What are the pros and cons between a machine-room-less (MRL) type elevator and the traditional elevator systems? This is a question we are asked quite often.
A little history
Elevator technology has been in existence long before electricity. The first reference to an elevator is in the works of the Roman architect, who built his first elevator probably in 236 BC. In some literary sources of later historical periods, elevators were mentioned as cabs on a hemp rope and powered by hand or by animals. It is supposed that elevators of this type were installed in the Sinai Monastery of Egypt. It wasn’t until 1852 when Elisha Otis introduced the safety elevator, which prevented the fall of the cab if the cable broke. The design of the Otis safety elevator is somewhat similar to one type still used today. A governor device engages knurled roller(s); locking the elevator to its guides should the elevator descend at excessive speed. He demonstrated it at the New York exposition in the Crystal Palace in a dramatic, death-defying presentation in 1854.
Today, we have 5 different choices when it comes to the type of driving machine and technology behind elevators.
The oldest technology, the winding drum cable, is similar to the old Roman style. A motor drives a rotating drum that winds and unwinds a cable to lift/lower the elevator.
It wasn’t until 1846 when the first water hydraulic elevators were invented. Now the technology has not only evolved to plant based oil, but the in-ground design is seldom used as the technology of hole-less hydraulics and roped hydraulic systems. The roped hydraulic elevator is very popular in residential applications.
The first traction type electric elevator was built by Werner von Siemens in 1880 in Germany. In 1999, the adaptation of this type of elevator technology gave birth to the MRL design. Another adaptation of this is the chain driven type MRL elevator.
In 2000 a vacuum elevator was offered commercially in Argentina.
So, with all of these choices, the question remains, which is the best technology?
Any of the technologies will rate differently from each other when it comes to power consumption. Smooth and quiet ride is another difference that can be measured between the different technologies. The only thing all of the technologies have in common is they all provide an effortless solution to travel vertically between floors of a building.
An important and often overlooked important factor to be considered is how easily the components that control the elevator are to access in the event of failure and ease of servicing.
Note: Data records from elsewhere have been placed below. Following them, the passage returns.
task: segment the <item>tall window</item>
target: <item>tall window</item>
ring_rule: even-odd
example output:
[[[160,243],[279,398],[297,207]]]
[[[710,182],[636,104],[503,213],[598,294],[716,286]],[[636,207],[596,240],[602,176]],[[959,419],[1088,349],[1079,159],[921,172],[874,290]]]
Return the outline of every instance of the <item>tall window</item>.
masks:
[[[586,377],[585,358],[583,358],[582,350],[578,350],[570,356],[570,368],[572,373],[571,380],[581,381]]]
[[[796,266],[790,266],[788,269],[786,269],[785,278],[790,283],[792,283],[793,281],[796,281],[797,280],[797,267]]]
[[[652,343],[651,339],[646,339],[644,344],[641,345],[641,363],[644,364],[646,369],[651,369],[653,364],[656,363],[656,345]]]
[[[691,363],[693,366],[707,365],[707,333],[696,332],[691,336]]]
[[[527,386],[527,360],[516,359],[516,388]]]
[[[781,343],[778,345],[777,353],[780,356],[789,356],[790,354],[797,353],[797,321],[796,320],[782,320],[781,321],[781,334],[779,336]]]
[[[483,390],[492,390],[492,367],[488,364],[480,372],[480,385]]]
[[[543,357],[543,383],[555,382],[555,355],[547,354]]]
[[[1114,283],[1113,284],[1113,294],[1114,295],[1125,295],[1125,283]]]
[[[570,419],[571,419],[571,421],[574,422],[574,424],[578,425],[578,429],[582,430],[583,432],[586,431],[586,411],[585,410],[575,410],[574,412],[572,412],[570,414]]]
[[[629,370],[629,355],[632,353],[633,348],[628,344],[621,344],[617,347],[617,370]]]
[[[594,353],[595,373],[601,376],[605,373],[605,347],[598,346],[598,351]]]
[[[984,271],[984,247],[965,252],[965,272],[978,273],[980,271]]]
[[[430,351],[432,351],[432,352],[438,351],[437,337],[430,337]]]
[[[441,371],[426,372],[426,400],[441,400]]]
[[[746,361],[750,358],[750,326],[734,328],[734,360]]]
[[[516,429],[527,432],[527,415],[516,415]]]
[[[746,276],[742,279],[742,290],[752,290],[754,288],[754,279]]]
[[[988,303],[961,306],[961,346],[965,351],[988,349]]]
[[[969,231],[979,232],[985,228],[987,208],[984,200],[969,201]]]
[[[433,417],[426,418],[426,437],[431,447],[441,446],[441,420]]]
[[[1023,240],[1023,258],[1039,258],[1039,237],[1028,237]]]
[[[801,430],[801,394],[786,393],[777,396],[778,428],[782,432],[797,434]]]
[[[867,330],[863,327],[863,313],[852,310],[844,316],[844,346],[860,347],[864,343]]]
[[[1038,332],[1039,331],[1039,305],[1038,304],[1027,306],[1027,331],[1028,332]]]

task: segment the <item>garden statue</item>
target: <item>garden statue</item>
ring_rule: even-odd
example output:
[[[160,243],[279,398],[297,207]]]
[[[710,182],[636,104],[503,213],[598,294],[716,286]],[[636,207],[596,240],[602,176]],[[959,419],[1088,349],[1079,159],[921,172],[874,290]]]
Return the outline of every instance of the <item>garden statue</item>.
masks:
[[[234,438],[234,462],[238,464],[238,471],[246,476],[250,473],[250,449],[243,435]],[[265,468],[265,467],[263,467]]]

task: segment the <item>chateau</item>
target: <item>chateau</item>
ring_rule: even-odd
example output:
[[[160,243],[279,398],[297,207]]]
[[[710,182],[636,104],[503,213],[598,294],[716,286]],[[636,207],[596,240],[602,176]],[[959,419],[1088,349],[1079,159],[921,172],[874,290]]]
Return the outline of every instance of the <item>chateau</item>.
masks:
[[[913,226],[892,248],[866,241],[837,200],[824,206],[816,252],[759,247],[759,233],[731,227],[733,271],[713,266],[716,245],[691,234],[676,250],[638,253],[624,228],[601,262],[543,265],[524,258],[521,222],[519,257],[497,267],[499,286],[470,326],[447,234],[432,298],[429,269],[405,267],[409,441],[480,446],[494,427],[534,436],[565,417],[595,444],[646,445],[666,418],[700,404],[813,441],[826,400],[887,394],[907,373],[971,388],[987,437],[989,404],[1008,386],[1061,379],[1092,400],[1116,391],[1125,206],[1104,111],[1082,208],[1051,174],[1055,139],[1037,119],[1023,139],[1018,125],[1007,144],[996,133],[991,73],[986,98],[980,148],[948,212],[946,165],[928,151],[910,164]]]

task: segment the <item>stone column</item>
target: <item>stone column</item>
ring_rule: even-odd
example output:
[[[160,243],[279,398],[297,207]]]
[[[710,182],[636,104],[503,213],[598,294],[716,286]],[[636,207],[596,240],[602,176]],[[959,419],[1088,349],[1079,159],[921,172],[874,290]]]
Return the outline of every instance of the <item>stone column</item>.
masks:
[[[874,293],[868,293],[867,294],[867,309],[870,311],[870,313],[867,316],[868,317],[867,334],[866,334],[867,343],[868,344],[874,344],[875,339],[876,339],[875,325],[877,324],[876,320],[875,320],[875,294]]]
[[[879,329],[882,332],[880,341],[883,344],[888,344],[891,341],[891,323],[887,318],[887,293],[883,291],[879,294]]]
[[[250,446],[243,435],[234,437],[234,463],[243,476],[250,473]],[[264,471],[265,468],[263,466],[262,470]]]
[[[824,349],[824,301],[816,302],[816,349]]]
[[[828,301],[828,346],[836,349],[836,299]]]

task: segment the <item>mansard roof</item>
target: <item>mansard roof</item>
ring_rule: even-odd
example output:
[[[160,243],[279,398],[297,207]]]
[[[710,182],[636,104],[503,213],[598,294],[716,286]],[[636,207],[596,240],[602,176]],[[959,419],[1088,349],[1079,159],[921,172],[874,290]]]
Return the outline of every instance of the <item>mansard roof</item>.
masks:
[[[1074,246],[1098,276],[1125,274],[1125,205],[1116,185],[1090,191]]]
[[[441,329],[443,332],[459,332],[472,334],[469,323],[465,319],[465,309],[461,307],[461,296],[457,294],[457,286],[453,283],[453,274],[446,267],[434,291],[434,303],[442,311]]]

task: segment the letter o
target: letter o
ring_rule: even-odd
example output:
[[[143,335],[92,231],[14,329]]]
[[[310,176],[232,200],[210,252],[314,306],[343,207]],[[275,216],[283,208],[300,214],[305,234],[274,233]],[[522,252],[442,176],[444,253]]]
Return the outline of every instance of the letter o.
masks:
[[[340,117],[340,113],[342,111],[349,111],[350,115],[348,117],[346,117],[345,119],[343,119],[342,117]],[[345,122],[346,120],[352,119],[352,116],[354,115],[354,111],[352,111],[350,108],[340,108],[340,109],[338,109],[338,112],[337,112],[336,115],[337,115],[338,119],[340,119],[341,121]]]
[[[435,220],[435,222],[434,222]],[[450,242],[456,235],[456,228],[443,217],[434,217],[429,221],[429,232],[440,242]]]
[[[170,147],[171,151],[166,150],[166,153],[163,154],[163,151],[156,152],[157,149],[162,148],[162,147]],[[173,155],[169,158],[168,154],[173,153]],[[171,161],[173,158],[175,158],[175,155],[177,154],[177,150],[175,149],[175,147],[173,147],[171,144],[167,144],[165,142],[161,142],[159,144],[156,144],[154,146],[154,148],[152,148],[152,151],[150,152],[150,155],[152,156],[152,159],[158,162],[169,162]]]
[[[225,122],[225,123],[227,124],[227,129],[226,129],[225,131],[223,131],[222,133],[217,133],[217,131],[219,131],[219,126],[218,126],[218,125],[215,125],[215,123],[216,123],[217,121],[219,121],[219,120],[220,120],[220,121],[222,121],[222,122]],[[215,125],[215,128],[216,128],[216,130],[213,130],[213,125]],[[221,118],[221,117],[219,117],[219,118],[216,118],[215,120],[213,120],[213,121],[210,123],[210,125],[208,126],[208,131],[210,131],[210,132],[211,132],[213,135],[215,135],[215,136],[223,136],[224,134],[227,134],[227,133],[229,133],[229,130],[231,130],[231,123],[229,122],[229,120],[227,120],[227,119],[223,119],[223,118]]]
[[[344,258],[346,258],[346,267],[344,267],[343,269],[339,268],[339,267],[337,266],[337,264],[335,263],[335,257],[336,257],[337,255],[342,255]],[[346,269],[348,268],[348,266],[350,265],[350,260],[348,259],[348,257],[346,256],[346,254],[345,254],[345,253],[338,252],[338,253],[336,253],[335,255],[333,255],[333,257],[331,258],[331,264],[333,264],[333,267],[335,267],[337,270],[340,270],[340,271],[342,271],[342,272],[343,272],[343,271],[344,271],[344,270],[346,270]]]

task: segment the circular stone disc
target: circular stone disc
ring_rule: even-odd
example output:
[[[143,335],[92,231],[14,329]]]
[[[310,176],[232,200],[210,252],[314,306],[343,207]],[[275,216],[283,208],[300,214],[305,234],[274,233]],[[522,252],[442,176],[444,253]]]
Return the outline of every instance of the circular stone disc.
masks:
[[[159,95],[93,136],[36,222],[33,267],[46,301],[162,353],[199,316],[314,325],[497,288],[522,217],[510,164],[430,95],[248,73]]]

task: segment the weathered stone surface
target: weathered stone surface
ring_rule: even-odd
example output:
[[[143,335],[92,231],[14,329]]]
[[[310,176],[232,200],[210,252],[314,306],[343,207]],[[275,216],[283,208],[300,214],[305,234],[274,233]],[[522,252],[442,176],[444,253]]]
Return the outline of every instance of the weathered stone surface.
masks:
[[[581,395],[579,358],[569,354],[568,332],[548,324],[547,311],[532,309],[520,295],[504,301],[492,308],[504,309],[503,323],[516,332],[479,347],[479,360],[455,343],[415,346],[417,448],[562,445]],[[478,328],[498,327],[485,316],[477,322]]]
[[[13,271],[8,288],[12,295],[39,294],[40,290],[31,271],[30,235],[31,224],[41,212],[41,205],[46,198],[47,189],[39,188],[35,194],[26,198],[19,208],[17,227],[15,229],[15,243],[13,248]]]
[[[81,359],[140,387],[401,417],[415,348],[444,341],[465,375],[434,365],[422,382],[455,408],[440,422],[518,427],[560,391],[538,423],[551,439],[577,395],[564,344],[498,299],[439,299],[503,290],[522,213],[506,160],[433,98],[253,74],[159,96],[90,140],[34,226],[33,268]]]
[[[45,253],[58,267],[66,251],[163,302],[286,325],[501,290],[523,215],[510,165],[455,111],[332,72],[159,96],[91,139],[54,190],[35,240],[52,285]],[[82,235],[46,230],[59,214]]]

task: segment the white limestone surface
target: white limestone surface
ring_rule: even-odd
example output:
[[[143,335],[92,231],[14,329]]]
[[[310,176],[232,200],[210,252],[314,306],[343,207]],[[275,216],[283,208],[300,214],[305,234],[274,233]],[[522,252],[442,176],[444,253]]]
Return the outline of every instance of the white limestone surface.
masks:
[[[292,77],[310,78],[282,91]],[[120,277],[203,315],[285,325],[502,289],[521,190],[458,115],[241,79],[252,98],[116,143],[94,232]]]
So let’s discuss the newer MRL technology as compared to the other systems. One extremely important factor is until recently, the national and local building codes did not address elevators without machine rooms. Residential MRL Elevators are still not allowed by the ASME A17 code in the US. MRL elevators have been recognized in the 2005 supplement to the 2004 A17.1 Elevator Code. The controller cabinet is required to be located outside the hoistway space and in a dedicated area. There is a reason behind this as having an elevator “machine” that is not in a “room” makes it very difficult and dangerous to access in the event of malfunction or service.
Let’s now discuss the “room” required for the elevator “machine”. In commercial applications, the use of higher voltage and required dedicated machine room leaves the fact that at least 25 sq. ft. valuable space is needed for the elevator equipment. With overhead machinery and traction elevators (and in some cases even hydraulic) the machine room can simply be located above the elevator hoistway as long as there is proper access to it and enough room for it. In the case of hydraulic elevators, the machine room (or equipment space) can be remotely located as far away as the manufacture of the equipment will allow, sometimes on another floor or other side of the building.
In the case of most residential applications, a dedicated machine room is not required so the elevator equipment can be in the same space as other mechanical equipment such as a furnace or water heater or other mechanical room. In any case, there are electrical and clearance codes that need to be considered in the planning and layout.
Elevator technology is constantly being developed and redesigned. One would ask how long a new technology should be in the market before it is deemed “reliable”.
In conclusion, what is better? Having a quiet, smooth ride with in-accessible machinery or the same smooth and in some cases an even quieter ride with accessible machinery? Think of an automobile in the future being designed “hood-less”.